ANNECY 2024: Sauvages Review
My Life as a Courgette (2016) set a high benchmark in animated feature filmmaking. In a landscape where volume and brightness compete for audiences eyeballs – especially with family animated films, Courgette prersented a rather mature tone without the desire to reward audiences with a dance number or promise of a sequel at the end.
Set in the rainforest of Borneo, Kéria takes in Oshi, a baby orangutan orphaned by the palm oil plantation her father works at. Her cousin Selaï seeks refuge from a conflict involving his nomadic family and logging companies and together the trio band together to fight against the forest’s destruction whilst Kiera explores her indigenous roots. At it’s heart this is a story of discovery and of finding something deep within oneself in spite of the chaos and destruction that life brings.
Writing children or even for children takes a large degree of empathy. As with My Life as a Courgette the young people in this film are not one dimensional or supplemental, they’re complex individuals with desires and goals. It would be so easy to remove a few character traits or interactions to make this into a straight children’s film about a little girl who makes friends with an ape, but the richness comes from a deeper place than the surface.
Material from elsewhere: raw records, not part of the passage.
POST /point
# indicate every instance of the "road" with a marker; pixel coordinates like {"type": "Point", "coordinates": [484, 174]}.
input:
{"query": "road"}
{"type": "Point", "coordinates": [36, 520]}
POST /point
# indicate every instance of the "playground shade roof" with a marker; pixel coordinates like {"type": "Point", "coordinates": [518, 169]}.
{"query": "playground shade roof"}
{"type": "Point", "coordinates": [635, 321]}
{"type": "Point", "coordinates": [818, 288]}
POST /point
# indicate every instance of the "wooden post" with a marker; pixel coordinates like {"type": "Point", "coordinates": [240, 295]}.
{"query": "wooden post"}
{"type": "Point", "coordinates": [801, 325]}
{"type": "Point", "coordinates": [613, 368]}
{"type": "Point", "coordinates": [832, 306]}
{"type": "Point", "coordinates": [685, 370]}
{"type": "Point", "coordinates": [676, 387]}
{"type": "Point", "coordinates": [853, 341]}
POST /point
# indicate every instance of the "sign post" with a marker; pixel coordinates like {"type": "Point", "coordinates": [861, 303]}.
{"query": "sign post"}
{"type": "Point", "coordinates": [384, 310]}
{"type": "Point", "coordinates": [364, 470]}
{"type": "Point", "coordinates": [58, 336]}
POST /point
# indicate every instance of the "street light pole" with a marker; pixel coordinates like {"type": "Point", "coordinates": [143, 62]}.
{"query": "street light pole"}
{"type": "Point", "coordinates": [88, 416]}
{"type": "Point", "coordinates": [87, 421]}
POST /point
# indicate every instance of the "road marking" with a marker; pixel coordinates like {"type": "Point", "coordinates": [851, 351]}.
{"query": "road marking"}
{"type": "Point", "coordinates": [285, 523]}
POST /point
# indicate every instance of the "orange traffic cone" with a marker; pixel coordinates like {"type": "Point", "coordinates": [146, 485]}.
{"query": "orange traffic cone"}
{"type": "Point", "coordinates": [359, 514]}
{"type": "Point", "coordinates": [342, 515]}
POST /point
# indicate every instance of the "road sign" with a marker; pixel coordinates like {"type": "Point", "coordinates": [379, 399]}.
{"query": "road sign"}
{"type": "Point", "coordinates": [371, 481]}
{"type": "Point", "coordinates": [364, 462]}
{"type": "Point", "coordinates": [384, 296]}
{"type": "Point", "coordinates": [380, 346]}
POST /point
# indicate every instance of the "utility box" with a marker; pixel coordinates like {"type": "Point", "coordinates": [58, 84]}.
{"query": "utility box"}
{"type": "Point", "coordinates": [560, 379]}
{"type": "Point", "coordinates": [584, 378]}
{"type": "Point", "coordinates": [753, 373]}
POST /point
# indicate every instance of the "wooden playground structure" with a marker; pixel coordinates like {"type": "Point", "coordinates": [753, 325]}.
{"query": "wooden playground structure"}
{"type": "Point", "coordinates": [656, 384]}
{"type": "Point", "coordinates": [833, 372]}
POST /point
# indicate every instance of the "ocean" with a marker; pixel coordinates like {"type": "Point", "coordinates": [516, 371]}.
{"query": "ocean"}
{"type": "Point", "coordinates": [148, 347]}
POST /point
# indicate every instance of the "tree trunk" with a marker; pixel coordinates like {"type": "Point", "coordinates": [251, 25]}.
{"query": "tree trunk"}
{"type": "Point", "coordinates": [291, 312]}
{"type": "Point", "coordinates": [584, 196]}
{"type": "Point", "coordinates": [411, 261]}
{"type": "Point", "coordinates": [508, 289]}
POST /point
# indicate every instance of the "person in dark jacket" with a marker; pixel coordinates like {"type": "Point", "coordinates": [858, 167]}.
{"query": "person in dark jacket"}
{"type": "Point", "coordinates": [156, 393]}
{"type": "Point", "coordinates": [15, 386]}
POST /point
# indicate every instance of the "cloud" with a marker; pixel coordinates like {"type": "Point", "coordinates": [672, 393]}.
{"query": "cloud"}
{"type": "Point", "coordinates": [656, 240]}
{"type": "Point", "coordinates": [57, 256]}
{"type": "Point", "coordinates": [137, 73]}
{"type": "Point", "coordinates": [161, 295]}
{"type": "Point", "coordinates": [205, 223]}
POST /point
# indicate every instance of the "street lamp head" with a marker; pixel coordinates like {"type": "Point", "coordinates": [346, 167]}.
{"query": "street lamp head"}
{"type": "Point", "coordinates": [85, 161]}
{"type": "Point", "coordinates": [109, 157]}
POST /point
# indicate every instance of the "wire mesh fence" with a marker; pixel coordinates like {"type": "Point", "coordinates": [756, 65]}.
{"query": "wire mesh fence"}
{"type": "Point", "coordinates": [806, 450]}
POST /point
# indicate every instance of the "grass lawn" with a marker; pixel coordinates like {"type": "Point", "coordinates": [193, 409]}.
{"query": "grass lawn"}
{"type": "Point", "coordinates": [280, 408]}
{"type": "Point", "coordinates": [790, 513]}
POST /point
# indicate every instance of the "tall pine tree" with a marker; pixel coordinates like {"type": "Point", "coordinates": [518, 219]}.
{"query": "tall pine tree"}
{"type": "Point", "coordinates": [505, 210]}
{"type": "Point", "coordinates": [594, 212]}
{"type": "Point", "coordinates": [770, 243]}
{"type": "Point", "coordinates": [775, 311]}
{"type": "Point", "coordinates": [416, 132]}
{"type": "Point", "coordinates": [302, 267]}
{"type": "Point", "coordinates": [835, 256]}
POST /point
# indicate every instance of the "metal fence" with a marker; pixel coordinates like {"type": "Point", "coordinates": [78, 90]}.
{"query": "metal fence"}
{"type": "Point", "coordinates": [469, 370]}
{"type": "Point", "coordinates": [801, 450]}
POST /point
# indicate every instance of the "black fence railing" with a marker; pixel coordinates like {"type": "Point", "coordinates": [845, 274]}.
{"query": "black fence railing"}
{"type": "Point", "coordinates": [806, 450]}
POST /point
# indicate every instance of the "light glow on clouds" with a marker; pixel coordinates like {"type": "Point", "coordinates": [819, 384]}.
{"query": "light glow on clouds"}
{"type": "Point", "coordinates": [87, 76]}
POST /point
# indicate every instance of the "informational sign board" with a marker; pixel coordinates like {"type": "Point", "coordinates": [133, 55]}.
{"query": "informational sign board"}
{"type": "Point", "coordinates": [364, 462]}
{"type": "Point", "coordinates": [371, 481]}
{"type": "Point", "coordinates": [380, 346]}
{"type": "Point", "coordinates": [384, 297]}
It doesn’t take much as an audience member to indulge this film to be fully exposed to the sensitive direction of Barras.
The characters and world are all rendered in a sympathetic stop motion style, where texture and lighting present this stop motion scene stealing in all of it’s glory.
The jungle itself is a character, introduced as a cluttered and stubborn trip hazard, it takes it’s time to familiarise itself with the audience, showcasing creatures and critters that make this far more than just a set filled with props – it’s a living location that the characters must navigate together by day and night. This is all lit and animated beautifully, with each leaf, raindrop, insect and twig lovingly designed and shaped in the directors inimitable style which weaves into the overall story about the indigenous peoples relationship with the jungle.
The film will inevitably be compared to its predecessor, thanks to the high benchmark that it left, but to expect the same would be a waste of the directors offerings. In search of similarity you might see that what the director did with the playground – taking a seemingly simple world and expanding it through the characters lived experience is accomplished once more, where Courgette used the playground to tell a complex and nuanced story centred around the young Courgette, this film tells a story of the environment whilst Kéria learns more about herself along the way.
Sauvages marks the welcome return of Claude Barras in the feature chair and whilst the setting might not be as familiar as the playground reality of his previous film, the immediate messages about discovering more about yourself and your past and opening yourself up to a wider world and the need to be empathetic to one another and the environment are universal for adults and children alike.